The API functions are sorted as follows:

- **get** functions return a list of something (collections from a project, terms from a collection, etc.)
- **find** functions try to find terms corresponding to an input string.  
- **valid** functions check the compliance of an input string to the DRS of terms.

In [2]:
import esgvoc.api as ev

## Universe 

### Listing 

In [3]:
ev.get_all_data_descriptors_in_universe()

['physic_index',
 'realisation_index',
 'temporal_label',
 'mip_era',
 'horizontal_label',
 'directory_date',
 'initialisation_index',
 'sub_experiment',
 'forcing_index',
 'consortium',
 'license',
 'variable',
 'frequency',
 'source_type',
 'activity',
 'vertical_label',
 'source',
 'date',
 'branded_variable',
 'model_component',
 'product',
 'institution',
 'resolution',
 'time_range',
 'table',
 'variant_label',
 'branded_suffix',
 'organisation',
 'experiment',
 'area_label',
 'realm',
 'grid']

In [4]:
ev.get_all_terms_in_data_descriptor(data_descriptor_id="activity")[:3] 
# each datadescriptor from the above cell could be use as argument
# [:3] just to limit the result with the 3 first one

[Activity(id='dynvarmip', type='activity', drs_name='DynVarMIP', name='DynVarMIP', long_name='Dynamics and Variability Model Intercomparison Project', url=None, @context='000_context.jsonld', cmip_acronym='DynVarMIP'),
 Activity(id='lumip', type='activity', drs_name='LUMIP', name='LUMIP', long_name='Land-Use Model Intercomparison Project', url=None, @context='000_context.jsonld', cmip_acronym='LUMIP'),
 Activity(id='pmip', type='activity', drs_name='PMIP', name='PMIP', long_name='Palaeoclimate Modelling Intercomparison Project', url=None, @context='000_context.jsonld', cmip_acronym='PMIP')]

In [5]:
ev.find_terms_in_data_descriptor(data_descriptor_id="activity", term_id="aerchemmip") 

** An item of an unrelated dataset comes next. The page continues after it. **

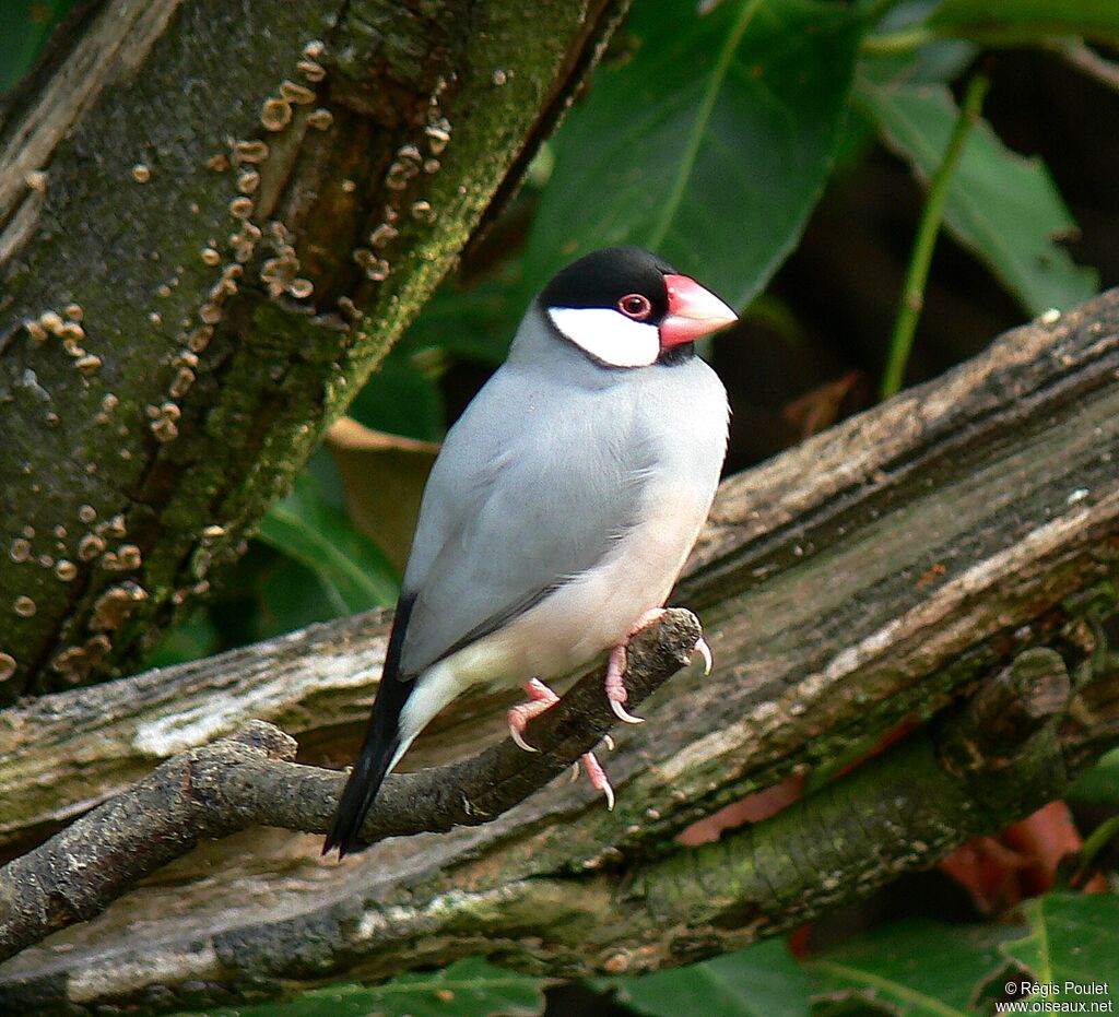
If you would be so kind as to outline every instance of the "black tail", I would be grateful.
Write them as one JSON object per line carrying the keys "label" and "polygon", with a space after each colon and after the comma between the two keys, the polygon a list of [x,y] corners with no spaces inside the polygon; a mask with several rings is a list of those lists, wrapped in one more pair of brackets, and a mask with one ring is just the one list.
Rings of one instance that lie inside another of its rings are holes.
{"label": "black tail", "polygon": [[361,846],[358,836],[361,823],[373,807],[385,774],[388,773],[388,764],[393,761],[398,746],[399,742],[396,738],[385,741],[377,738],[374,725],[369,724],[361,754],[354,765],[349,780],[346,781],[335,821],[330,825],[330,832],[327,834],[326,842],[322,845],[323,855],[338,848],[338,857],[345,858],[349,851]]}
{"label": "black tail", "polygon": [[401,677],[401,650],[404,648],[404,630],[408,624],[415,596],[402,596],[393,618],[393,631],[388,637],[385,653],[385,669],[377,687],[377,698],[373,701],[373,715],[365,732],[365,742],[358,754],[354,770],[342,788],[335,821],[330,825],[322,854],[338,848],[338,857],[364,846],[360,838],[361,823],[377,798],[385,775],[401,746],[399,717],[404,704],[415,688],[415,681]]}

[Activity(id='aerchemmip', type='activity', drs_name='AerChemMIP', name='AerChemMIP', long_name='Aerosols and Chemistry Model Intercomparison Project', url=None, @context='000_context.jsonld', cmip_acronym='AerChemMIP')]

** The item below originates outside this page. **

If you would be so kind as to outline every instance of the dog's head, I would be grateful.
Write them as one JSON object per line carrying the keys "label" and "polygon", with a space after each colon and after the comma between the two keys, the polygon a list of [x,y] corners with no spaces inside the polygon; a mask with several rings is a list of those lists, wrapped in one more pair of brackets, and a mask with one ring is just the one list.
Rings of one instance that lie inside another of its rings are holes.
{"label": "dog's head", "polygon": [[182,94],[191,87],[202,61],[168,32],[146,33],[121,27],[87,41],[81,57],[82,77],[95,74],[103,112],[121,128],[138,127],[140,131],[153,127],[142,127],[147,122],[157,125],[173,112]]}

### Little detour: pydantic model instance return


The result of the previous call is a list of instances of a pydantic model of the requested data descriptor. From the above example, the result is an **Activity** object that can be query directly in Python.

In [6]:
my_activity = ev.find_terms_in_data_descriptor(data_descriptor_id="activity", term_id="aerchemmip")[0]
print(my_activity.id)
print(my_activity.drs_name)
print(my_activity.long_name)
print(my_activity)


aerchemmip
AerChemMIP
Aerosols and Chemistry Model Intercomparison Project
id='aerchemmip' type='activity' drs_name='AerChemMIP' name='AerChemMIP' long_name='Aerosols and Chemistry Model Intercomparison Project' url=None @context='000_context.jsonld' cmip_acronym='AerChemMIP'


In [7]:
ev.find_terms_in_universe(term_id="aerchemmip") # give the same result as above

[Activity(id='aerchemmip', type='activity', drs_name='AerChemMIP', name='AerChemMIP', long_name='Aerosols and Chemistry Model Intercomparison Project', url=None, @context='000_context.jsonld', cmip_acronym='AerChemMIP')]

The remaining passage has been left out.